This gives us a definition for the base case.

Inductive case n = m+1:

Given that there is a definition for fibs' m that satisfies the specification

    fibs' m = (fib m, fib (m+1), allfibs m)

calculate a definition for fibs' (m+1) that satisfies the specification.

    fibs' (m+1)

== { fibs' specification }

    (fib (m+1), fib (m+2), rev (allfibs (m+1)))

== {fib.3, allfibs.2 }

    (fib (m+1), fib m + fib (m+1), rev (allfibs m ++ [fib (m+1)]))

== { abstraction }

    (b, a+b, rev (allfibs m ++ [b]))
    where (a,b,c) = (fib m, fib (m+1), rev (allfibs m))

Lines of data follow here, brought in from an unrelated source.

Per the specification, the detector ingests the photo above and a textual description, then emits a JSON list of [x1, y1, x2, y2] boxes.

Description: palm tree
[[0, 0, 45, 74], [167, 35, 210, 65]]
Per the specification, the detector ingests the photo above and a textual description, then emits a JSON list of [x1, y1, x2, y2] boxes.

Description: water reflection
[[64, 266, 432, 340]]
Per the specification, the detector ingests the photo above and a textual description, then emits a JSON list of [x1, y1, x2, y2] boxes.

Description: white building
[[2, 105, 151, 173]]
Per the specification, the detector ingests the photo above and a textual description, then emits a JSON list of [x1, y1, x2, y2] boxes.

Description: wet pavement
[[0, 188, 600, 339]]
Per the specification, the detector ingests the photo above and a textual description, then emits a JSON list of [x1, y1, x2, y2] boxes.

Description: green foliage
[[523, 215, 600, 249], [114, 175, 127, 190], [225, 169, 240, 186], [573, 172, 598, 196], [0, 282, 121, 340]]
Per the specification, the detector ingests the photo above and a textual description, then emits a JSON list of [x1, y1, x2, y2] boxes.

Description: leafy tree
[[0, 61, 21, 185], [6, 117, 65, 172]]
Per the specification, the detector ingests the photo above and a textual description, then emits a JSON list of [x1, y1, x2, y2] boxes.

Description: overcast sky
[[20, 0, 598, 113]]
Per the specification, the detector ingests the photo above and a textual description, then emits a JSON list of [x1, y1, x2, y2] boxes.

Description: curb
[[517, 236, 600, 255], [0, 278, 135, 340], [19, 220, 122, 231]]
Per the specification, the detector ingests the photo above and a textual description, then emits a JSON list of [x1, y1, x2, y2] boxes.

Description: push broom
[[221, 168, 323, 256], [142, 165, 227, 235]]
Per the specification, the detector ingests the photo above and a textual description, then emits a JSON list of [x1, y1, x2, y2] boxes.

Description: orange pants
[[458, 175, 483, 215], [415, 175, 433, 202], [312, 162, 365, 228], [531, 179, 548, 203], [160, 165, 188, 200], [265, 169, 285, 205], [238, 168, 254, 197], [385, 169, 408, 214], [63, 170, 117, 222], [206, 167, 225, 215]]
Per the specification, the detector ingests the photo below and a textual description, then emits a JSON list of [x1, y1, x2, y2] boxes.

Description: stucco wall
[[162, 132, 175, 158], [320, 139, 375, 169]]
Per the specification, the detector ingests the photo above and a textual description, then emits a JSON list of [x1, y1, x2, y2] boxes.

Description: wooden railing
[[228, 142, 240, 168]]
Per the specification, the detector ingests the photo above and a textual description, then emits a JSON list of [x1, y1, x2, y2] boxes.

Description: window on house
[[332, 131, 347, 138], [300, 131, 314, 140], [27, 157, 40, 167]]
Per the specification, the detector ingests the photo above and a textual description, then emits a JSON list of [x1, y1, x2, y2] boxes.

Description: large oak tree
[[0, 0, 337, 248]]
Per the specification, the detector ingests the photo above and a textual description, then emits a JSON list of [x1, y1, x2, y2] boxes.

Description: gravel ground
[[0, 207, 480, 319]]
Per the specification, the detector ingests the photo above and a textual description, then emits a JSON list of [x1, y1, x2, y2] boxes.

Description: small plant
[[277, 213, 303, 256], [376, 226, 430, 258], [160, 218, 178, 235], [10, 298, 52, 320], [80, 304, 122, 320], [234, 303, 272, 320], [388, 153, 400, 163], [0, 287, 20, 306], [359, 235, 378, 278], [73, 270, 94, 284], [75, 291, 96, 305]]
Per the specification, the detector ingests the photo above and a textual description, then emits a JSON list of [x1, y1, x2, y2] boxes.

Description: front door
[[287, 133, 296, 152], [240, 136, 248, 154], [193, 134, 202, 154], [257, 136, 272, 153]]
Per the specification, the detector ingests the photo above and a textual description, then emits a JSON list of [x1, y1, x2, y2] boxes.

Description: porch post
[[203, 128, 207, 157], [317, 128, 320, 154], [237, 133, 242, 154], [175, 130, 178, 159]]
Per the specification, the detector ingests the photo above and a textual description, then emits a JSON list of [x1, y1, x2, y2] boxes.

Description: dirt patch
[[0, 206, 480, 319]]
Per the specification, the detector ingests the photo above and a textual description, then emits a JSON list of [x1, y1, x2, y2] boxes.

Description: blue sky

== { induction hypothesis }

    (b, a+b, rev (allfibs m ++ [b]))
    where (a,b,c) = fibs' m

== { rev (xs ++ [x]) = x : rev xs, Note 1 }

    (b, a+b, b : rev (allfibs m))
    where (a,b,c) = fibs' m

== { substitution }

    (b, a+b, b:c)
    where (a,b,c) = fibs' m

This gives us a definition for the inductive case.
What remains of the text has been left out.